The chromatographic analyses were performed on a model 1090 HPLC system (Hewlett-Packard, Montreal) with a spherical 5-µm C₁₈ octadesilsilane Hypersil column (20 cm x 2.1 mm internal diameter; Hewlett-Packard). A guard column from the same package preceded the main column. This reversed-phase octadesilsilane column was used for the simultaneous determination of the fat-soluble vitamins by using isocratic elution with acetonitrile:chloroform:isopropanol:water (79:16:3.5:2.5, by vol). The flow rate was 300 µL/min. The light absorption of the compounds was measured with a photodiode-array detector at wavelengths of 282 nm for tocopheryl acetate, 290 nm for -tocopherol, 322 nm for retinol, and 446 nm for ß-carotene. The amounts were calculated by using tocopheryl acetate as the internal standard. The areas under the curve of the chromatographic peaks were used for the calculations. All manipulations were carried out under subdued light to avoid photoisomerization of the compounds. The photodiode-array detector acquires chromatographic signals and spectra over the wavelength range of 190–600 nm.
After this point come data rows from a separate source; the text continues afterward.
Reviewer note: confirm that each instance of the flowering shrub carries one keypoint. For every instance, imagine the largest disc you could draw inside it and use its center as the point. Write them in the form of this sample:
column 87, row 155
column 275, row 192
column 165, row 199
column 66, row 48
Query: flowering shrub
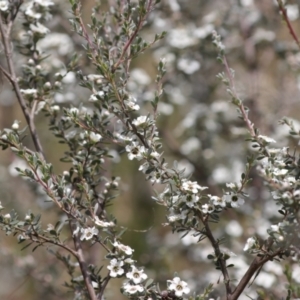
column 104, row 111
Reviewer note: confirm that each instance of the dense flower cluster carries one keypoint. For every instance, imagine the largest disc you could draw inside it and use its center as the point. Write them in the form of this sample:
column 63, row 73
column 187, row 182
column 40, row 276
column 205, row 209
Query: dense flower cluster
column 111, row 118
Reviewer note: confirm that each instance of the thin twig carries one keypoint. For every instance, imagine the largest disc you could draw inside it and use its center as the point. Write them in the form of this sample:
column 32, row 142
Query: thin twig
column 82, row 262
column 132, row 37
column 11, row 75
column 218, row 253
column 287, row 21
column 257, row 263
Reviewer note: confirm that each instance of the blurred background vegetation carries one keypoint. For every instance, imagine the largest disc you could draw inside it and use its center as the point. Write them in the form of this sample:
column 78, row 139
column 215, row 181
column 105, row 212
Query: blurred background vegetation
column 198, row 126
Malondialdehyde and glutathione measurement
Plasma free malondialdehyde concentrations were measured according to a modified method of Chirico (17). Proteins were first precipitated with a 10%-NaSO₄ solution. The protein-free supernate was then reacted with an isovolume of a 0.5%–thiobarbituric acid solution at 95°C for 30 min. After the reactions were cooled to room temperature, pink chromagene was extracted with n-butanol and dried over a stream of nitrogen at 37°C. The dry extract was then resuspended in a mobile phase of KH₂PO₄:methanol (70:30) before malondialdehyde detection by HPLC (18). Glutathione was measured by Tietze's technique (19).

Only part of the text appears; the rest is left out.